Kanwarjit Singh Kakkar v. State Of Punjab (2011) 13 SCC 158

 Kanwarjit Singh Kakkar v. State Of Punjab (2011)

In this case, the Court tries to find whether the private practice by a government doctor is within the ambit of  PCA. 


Facts

This appeal is filed under Article 136 of the Constitution, against the order of the HC that refused to quash the FIR registered under the Prevention of Corruption Act and IPC by the Vigilance Bureau.
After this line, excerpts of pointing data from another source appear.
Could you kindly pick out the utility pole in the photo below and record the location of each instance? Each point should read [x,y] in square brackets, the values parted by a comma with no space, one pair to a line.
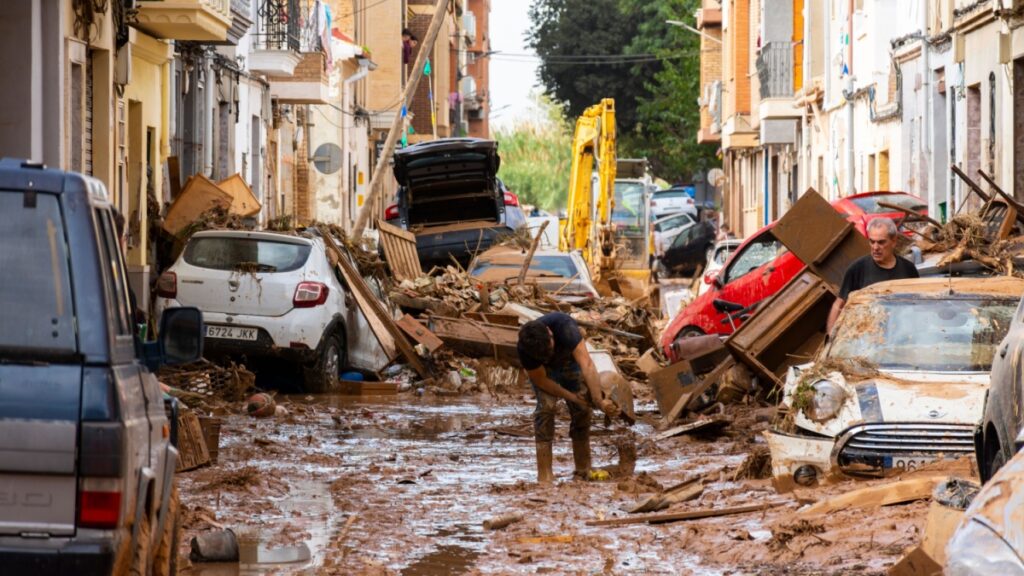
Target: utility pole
[392,135]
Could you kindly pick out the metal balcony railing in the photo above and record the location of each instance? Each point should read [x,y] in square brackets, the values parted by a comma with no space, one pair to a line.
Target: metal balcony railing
[775,70]
[279,25]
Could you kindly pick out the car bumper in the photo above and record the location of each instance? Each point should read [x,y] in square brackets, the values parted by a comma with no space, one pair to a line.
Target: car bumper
[72,559]
[294,335]
[440,248]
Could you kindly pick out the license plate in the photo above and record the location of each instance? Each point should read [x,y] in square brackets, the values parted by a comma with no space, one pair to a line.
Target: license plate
[908,464]
[230,332]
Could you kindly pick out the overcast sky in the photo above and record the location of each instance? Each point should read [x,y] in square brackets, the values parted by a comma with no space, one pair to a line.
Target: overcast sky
[512,76]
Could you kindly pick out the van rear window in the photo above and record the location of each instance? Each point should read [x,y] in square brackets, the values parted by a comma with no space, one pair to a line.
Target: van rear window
[246,254]
[35,283]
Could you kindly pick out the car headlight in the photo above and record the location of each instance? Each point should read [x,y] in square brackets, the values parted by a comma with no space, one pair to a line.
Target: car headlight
[976,549]
[828,398]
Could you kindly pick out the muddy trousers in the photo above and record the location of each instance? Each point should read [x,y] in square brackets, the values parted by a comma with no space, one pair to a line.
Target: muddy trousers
[570,378]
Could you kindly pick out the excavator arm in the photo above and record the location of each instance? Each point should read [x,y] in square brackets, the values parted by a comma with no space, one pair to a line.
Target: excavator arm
[588,227]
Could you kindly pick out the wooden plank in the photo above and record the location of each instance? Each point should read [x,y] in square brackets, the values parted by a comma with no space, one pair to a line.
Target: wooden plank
[193,452]
[399,251]
[200,195]
[691,515]
[702,384]
[420,333]
[477,339]
[356,387]
[701,424]
[880,495]
[381,323]
[244,202]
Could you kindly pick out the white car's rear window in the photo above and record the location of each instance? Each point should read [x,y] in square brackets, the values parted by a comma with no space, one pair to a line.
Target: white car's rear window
[246,254]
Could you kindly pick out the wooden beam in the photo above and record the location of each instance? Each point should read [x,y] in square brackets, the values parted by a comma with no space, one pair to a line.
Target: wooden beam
[379,319]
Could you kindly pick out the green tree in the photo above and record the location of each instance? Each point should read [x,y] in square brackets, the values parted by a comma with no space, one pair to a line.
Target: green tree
[536,159]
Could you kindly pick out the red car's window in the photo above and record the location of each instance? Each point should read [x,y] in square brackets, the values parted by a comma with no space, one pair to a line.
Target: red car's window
[869,204]
[755,255]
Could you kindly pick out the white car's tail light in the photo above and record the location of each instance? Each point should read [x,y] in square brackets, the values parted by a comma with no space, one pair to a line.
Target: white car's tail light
[167,285]
[309,294]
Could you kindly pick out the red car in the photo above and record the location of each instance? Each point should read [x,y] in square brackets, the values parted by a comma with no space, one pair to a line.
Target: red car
[761,266]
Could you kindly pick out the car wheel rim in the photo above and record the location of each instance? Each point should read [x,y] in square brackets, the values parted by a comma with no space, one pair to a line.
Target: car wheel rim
[331,365]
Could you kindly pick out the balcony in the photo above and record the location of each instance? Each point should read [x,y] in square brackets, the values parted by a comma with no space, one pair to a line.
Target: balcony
[774,70]
[275,50]
[308,84]
[199,21]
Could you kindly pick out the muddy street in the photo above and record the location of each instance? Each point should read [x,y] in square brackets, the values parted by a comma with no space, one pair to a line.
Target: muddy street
[402,485]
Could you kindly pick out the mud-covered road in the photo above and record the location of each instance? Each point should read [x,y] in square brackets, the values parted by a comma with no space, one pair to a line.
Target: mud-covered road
[401,485]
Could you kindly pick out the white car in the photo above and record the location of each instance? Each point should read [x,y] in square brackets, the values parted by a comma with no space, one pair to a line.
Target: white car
[901,383]
[563,275]
[267,294]
[672,200]
[716,261]
[668,228]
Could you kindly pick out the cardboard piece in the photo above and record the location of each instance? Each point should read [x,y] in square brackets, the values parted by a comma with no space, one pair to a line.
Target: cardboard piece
[244,202]
[199,196]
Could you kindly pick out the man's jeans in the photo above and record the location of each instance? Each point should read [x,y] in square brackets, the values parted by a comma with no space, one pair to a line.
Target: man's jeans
[570,378]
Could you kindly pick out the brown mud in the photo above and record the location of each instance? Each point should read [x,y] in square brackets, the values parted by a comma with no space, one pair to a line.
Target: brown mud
[401,486]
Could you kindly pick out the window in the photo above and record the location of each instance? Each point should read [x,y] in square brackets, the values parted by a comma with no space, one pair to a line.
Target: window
[756,254]
[35,287]
[246,254]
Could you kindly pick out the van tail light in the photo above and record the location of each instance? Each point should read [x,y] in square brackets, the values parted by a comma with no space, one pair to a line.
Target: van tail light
[167,285]
[99,503]
[309,294]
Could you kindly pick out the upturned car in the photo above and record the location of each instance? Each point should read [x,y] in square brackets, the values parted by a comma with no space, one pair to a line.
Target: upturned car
[87,453]
[902,381]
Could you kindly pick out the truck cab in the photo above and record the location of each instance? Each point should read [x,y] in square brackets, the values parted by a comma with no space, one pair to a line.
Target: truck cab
[86,454]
The FIR was registered under S.13(1)(d) read with S.13(2), on the statement of informant/Raman Kumar who alleged that the appellant-doctor was doing private practice and charged Rs 100 as a prescription fee, which was restricted by the government. Given the allegation, a trap was laid by the officials in connivance with the informant and a raid was conducted, and the appellant got caught red-handed. 

Petition before HC

The appellant filed a petition before the HC of Punjab and Haryana to quash the FIR.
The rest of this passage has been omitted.